GeoSemagrowBL is a demonstrator for federated geospatial query processing. The demonstrator performs a federated GeoSPARQL query over three endpoints. The first endpoint is a regular SPARQL endpoint that contains RDF data and the remaining two endpoints are GeoSPARQL endpoints that contain geospatial RDF data. For our implementation, we make use of Semagrow, a state-of-the-art federated SPARQL query processing engine.

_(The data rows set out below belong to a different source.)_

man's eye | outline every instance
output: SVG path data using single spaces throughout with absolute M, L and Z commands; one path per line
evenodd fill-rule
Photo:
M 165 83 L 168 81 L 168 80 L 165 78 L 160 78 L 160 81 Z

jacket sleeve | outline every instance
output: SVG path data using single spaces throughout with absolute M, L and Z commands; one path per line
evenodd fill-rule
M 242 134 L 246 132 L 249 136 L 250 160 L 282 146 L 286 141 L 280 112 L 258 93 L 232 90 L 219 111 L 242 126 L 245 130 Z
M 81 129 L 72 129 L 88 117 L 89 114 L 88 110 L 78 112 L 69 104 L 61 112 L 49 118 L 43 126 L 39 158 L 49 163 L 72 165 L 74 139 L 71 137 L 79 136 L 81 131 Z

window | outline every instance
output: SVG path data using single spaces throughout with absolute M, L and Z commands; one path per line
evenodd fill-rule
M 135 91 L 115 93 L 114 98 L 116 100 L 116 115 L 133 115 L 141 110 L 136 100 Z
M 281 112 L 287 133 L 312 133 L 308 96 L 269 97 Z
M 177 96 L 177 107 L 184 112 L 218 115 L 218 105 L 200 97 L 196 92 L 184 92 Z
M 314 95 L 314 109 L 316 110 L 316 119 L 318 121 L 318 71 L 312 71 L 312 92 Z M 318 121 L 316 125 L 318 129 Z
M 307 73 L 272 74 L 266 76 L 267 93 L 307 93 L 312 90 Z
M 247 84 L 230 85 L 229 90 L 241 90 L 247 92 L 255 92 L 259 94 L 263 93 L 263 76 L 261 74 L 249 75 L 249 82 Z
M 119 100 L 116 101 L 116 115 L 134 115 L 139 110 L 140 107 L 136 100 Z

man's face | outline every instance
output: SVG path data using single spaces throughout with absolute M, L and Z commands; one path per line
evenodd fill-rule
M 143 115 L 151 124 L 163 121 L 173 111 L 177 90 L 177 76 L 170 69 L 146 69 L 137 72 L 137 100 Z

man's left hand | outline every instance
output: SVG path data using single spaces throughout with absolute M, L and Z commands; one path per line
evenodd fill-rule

- Kubernetes cluster, version >=1.8.0
- KoBE Benchmarking Engine
We assume that we have access to a Kubernetes cluster, such that the Kobe Operator from the KoBE Benchmarking Engine has already been deployed. In order to setup the demonstrator, login to your cluster and take the following steps:
git clone https://github.com/semagrow/geosemagrowbl.git
cd geosemagrowbl/deploy
First, deploy the datasets:
kubectl apply -f misc/pt-postgis.yaml
kubectl apply -f misc/sq-postgis.yaml
kubectl apply -f datasets/colors.yaml
kubectl apply -f datasets/pt-strabon.yaml
kubectl apply -f datasets/sq-strabon.yaml
Wait for the datasets to load. In order to verify that the loading is complete, the logs of the colors pod contains the line Server online at 1111
while for the strabon pods the line <CENTER><P>Data stored successfully!</P></CENTER>
Execute the following commands to help the query optimization process:
kubectl exec -it kobenfs bash
head -n 1 exports/pt-strabon/dump/points.nt > exports/pt-strabon/dump/dump.nt
rm exports/pt-strabon/dump/points.nt
head -n 1 exports/sq-strabon/dump/squares.nt > exports/sq-strabon/dump/dump.nt
rm exports/sq-strabon/dump/squares.nt
exit
Initialize the helper Semagrow federations:
kubectl apply -f federators/semagrow.yaml
kubectl apply -f benchmarks/pt-colors.yaml
kubectl apply -f benchmarks/sq-colors.yaml
kubectl apply -f experiments/kobeexp-ptcl.yaml
kubectl apply -f experiments/kobeexp-sqcl.yaml
Create the working directory for the Query Processor component:
kubectl exec -it kobenfs bash
mkdir /exports/gsgbl/
chmod 777 /exports/gsgbl/
exit
Initialize the Query Processor and Proxy components:
kubectl apply -f misc/tmp-postgis.yaml
kubectl apply -f datasets/tmp-strabon.yaml
kubectl apply -f misc/proxy.yaml
Expose the port of the Proxy so that queries can be issued:
kubectl expose svc proxy --name proxy-public --type NodePort
To discover the exposed port, execute the following command:
kubectl get svc proxy-public
The response should look like this:
NAME TYPE CLUSTER-IP EXTERNAL-IP PORT(S) AGE
proxy-public NodePort xxx.xxx.xxx.xxx <none> 80:<NODE_PORT>/TCP xxx
Finally, you can issue your query:
cd ../queries/query2
./runQuery.sh http://<NODE_IP>:<NODE_PORT>
where <NODE_IP>
is the IP of any node of your cluster and <NODE_PORT>
the exposed port obtained previously.